Other than his absence for service in the Great War (WWI), Oldham lived on this property until late in his life. He died in 1960 at 90. Frank and Katherine raised four children, two sons born before the war and two daughters born after the war. The Oldhams became very involved in the community. Over the years, Frank was Justice of the Peace, Chairman of the Boy Scout Association at Mill Bay, President of the Shawnigan Farmer’s Institute on more than one occasion, President of the Malahat Branch of the Canadian Legion and was very involved in veteran’s affairs. He was a strong supporter of the Red Cross and instrumental in forming a local unit in 1939.  In addition, The Spring Flower Show at Shawnigan Lake, which for many years was under the auspices of the Farmers’ Institute, was largely arranged by a committee under Oldham’s Chairmanship. Both Oldhams were very involved with the local Anglican Community.

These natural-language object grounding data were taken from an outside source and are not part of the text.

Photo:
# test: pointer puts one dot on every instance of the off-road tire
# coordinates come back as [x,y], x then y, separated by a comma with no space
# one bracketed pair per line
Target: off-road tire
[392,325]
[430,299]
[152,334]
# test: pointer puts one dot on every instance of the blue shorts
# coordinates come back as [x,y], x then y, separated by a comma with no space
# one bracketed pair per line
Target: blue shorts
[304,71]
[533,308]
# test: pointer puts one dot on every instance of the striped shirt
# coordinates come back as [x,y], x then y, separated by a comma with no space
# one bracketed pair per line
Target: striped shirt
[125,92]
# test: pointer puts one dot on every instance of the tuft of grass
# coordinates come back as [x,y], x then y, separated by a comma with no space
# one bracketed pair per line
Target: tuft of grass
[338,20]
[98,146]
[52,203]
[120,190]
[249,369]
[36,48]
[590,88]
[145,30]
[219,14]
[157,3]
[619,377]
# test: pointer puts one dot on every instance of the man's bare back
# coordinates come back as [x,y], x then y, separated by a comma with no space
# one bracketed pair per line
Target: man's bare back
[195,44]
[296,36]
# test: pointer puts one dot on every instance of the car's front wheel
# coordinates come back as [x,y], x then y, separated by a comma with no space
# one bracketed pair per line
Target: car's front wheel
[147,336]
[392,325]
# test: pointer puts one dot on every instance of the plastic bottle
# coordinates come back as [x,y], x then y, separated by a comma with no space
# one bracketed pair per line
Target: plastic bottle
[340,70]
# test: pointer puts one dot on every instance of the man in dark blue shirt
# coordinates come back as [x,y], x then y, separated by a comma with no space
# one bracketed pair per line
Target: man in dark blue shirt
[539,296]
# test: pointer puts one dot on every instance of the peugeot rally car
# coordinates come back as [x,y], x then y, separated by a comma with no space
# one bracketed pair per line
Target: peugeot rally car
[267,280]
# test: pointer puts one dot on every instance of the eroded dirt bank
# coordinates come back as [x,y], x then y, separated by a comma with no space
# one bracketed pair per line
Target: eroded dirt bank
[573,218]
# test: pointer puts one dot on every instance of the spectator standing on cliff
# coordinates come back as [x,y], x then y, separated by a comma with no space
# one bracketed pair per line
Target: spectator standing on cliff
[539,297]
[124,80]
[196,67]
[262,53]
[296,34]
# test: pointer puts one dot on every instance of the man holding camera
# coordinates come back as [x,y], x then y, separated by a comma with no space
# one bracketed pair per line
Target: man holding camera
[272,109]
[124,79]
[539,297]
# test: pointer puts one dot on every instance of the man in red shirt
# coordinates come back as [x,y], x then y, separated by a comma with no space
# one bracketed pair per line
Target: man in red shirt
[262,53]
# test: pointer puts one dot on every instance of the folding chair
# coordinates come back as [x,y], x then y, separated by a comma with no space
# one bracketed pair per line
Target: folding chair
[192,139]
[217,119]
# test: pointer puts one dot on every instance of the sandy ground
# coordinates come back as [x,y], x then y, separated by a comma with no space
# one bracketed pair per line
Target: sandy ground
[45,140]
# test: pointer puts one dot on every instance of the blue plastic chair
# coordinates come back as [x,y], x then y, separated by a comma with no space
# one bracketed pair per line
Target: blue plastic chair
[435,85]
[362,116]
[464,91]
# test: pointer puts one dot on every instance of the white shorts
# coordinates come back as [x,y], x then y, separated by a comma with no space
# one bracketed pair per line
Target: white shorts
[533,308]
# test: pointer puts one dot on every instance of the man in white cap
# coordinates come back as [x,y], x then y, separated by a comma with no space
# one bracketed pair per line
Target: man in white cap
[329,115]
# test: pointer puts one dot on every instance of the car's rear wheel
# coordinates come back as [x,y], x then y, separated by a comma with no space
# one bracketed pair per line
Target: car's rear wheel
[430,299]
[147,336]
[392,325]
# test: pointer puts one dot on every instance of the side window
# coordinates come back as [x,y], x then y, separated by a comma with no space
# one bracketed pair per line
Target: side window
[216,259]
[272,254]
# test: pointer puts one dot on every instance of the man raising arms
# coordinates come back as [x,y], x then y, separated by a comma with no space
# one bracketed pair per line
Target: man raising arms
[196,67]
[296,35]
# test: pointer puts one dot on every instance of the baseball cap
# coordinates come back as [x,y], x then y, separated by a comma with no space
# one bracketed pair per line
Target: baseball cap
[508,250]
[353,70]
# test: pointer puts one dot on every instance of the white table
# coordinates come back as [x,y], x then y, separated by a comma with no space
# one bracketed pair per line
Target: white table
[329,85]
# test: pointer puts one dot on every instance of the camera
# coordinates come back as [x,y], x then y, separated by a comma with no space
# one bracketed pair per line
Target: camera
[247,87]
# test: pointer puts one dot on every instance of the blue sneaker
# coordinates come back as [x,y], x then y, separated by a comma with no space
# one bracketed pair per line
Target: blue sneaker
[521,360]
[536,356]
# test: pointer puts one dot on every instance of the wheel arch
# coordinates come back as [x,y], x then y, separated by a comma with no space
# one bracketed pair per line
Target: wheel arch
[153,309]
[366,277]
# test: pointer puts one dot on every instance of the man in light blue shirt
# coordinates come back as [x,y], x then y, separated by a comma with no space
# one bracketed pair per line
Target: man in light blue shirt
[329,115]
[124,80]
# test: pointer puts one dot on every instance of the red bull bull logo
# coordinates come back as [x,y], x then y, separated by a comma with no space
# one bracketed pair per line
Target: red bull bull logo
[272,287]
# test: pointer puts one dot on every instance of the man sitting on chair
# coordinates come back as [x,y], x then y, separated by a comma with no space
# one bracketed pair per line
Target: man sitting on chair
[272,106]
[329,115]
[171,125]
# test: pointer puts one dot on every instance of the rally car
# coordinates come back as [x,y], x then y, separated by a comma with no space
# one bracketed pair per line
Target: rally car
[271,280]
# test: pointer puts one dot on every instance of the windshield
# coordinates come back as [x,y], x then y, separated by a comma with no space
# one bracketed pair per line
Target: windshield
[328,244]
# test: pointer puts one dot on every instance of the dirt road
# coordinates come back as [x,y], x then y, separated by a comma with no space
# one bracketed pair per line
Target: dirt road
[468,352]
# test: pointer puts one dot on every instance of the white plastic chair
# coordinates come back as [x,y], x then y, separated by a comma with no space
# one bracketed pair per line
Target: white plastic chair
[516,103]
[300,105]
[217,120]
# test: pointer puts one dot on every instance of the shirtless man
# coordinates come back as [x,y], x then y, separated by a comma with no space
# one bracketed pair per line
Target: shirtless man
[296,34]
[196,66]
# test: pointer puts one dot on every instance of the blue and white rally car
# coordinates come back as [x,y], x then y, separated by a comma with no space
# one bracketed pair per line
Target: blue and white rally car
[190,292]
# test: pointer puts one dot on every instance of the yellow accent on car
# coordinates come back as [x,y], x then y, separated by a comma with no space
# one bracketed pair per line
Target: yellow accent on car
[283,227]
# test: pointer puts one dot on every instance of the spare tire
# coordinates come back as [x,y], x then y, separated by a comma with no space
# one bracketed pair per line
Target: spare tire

It is hard to imagine that Frank Oldham had any spare time, but he is credited with introducing the game of badminton to Shawnigan in the old SLAA hall. He had played the game in India. He was also renowned for his garden produce, which always collected prizes at the Cobble Hill Fair.


Frank’s eldest daughter Frances, who was educated in the area as a child, went on to become an eminent Doctor. While she was working in Chicago, the US Federal Drug Administration hired her. During this time, she discovered the horrific effects of Thalidomide, a drug given to pregnant women to ward off morning sickness symptoms, and she fought hard to stop the approval of the drug. Due to her diligence, Thalidomide was not approved. Although many children were born with serious birth defects due to Thalidomide, Frances Oldham Kelsey was given credit, and multiple honours, for diverting a much larger tragedy. Frances Kelsey Secondary School is named in her honour.